Russia has long been regarded as the world’s pre-eminent gas producer, both by virtue of its reserves base and the central role played by Gazprom, its state-owned ‘gas champion’ in the ‘matrix’ of domestic supply and consumption, and import and export gas trade-flows linking it to Central Asian and Western former FSU states as well as European gas buyers. The construction of this gas network in terms of the sheer scale of physical infrastructure involved and the management of the contractual and political – economic relationships underpinning it, represents a spectacular achievement by any standard. Gazprom, at the centre of this system, has become an important source of state revenue as well as an agent dealing with FSU customers in the sometimes tension-ridden post-Soviet landscape.
Markets, even physical commodity markets, do not stand still. As continental Europe followed North America and the UK before it down the path of gas market liberalisation and hub pricing, Gazprom’s oil indexed long term contract business model came under siege and has yielded. In its domestic market, the rise of ‘independents’ has eroded Gazprom’s market share to a remarkable extent. European gas market regulatory architecture re-design has clashed with Gazprom’s plans to construct ‘transit avoidance’ pipelines around the Ukraine, with whom it has long running disagreements on gas pricing. The prospect of high demand growth for gas in the European gas generation, against which Gazprom invested billions developing the giant Yamal field complex has turned out to have been a mirage. Slow post financial crisis Eurozone economic growth and the zealous pursuit of renewable energy policy on the part of Brussels has resulted in stagnant demand for Russian gas pipeline imports and, following the Russia-Ukraine tensions of recent years, a desire to diversify away from Russian gas.
Russia’s resulting campaign to access the Asian and specifically Chinese market, whilst sound in principle, has become bogged down in disagreements on contract pricing and route preference. The collapse in oil prices from late 2014 has crimped Gazprom’s cashflow outlook and narrowed its room for manoeuvre. The impending surge in Australian LNG exports and later this decade the expected surge in US LNG as a consequence of the shale gas revolution, add to the challenges of Gazprom in Europe and Asia.

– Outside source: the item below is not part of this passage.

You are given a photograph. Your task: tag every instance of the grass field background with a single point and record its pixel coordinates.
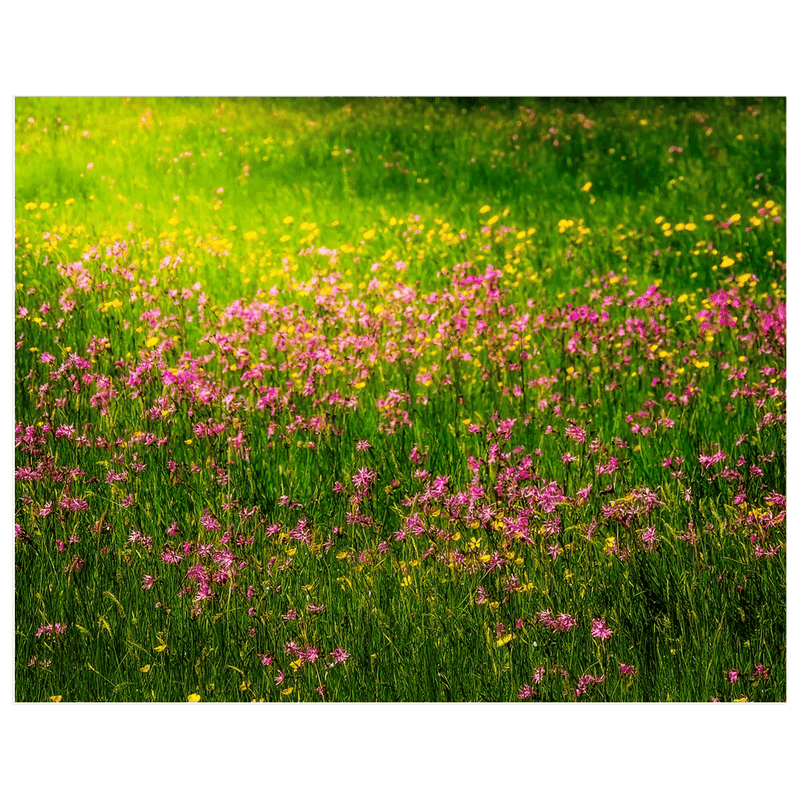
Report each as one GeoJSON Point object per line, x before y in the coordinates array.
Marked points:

This paper adds to the considerable listing of books and papers produced by the Oxford Institute for Energy Studies Natural Gas Research Programme on the subject of Russia, Gazprom and its interaction with the global gas system. In addition to the looking at its emerging challenges and threats, the paper also offers unique insight into the ability of Gazprom to respond to its changing business environment, whether strategically or reactively.